In the House of Representatives, he served as a member of the House Standing Committee on Educational Affairs, of the House Standing Committee on European Affairs, of the House Standing Committee on Financial and Budgetary Affairs and of the House Standing Committee on Internal Affairs. He is also a member of the delegations of the House to the Inter-Parliamentary Union, to the Parliamentary Assembly on the Mediterranean and to the Conference of Community and European Affairs Committees (COSAC).

As an elected member of the European Parliament, to which he was elected on 6 June 2009 as a candidate for AKEL, Hadjigeorgiou serves on the European Parliament's Committee on Foreign Affairs and is a Vice-President of the European Left.

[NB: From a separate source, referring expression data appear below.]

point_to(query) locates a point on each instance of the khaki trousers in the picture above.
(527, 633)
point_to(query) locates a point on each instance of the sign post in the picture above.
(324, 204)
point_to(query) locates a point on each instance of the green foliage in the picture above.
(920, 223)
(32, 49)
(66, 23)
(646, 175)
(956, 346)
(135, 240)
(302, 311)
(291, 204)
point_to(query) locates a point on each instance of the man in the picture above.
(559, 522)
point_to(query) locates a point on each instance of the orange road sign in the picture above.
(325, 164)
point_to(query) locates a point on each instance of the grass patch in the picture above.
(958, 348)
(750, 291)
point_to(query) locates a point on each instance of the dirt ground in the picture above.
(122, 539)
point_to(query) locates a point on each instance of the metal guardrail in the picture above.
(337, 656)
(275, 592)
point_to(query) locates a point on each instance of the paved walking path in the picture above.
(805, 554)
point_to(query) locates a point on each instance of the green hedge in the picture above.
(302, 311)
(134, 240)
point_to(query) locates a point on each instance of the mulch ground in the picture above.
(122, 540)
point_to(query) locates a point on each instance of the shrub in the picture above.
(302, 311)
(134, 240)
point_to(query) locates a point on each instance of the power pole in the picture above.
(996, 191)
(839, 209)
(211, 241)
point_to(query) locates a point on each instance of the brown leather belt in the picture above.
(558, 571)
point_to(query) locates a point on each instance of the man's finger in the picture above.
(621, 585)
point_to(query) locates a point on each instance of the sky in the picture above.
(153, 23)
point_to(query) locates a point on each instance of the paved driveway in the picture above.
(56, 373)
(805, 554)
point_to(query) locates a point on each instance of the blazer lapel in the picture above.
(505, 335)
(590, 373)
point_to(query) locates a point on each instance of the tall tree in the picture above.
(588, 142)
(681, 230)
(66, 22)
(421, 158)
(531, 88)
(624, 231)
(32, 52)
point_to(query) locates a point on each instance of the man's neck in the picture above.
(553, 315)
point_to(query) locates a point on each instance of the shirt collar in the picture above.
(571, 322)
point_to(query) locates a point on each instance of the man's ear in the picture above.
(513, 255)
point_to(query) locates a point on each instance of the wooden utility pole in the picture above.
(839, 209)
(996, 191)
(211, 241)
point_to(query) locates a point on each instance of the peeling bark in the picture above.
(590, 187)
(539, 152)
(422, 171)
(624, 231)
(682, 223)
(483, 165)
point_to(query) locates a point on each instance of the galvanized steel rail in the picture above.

He is also a substitute member of the Committee on Industry, Research and Energy.

Hadjigeorgiou is a politician highly interested about the Cyprus problem. Over the years he held forward looking positions and supported strongly the struggle for a settlement. He writes extensively in newspapers and debates regularly on TV regarding the Cyprus problem.

Hadjigeorgiou serves in the Advisory Board of Cyprus Safer Internet Center CyberEthics.

Hadjigeorgiou is also a philosopher and writer. He has published two poetry collections (1987, 1999) and a book (2004), which includes interviews he conducted when working as a journalist.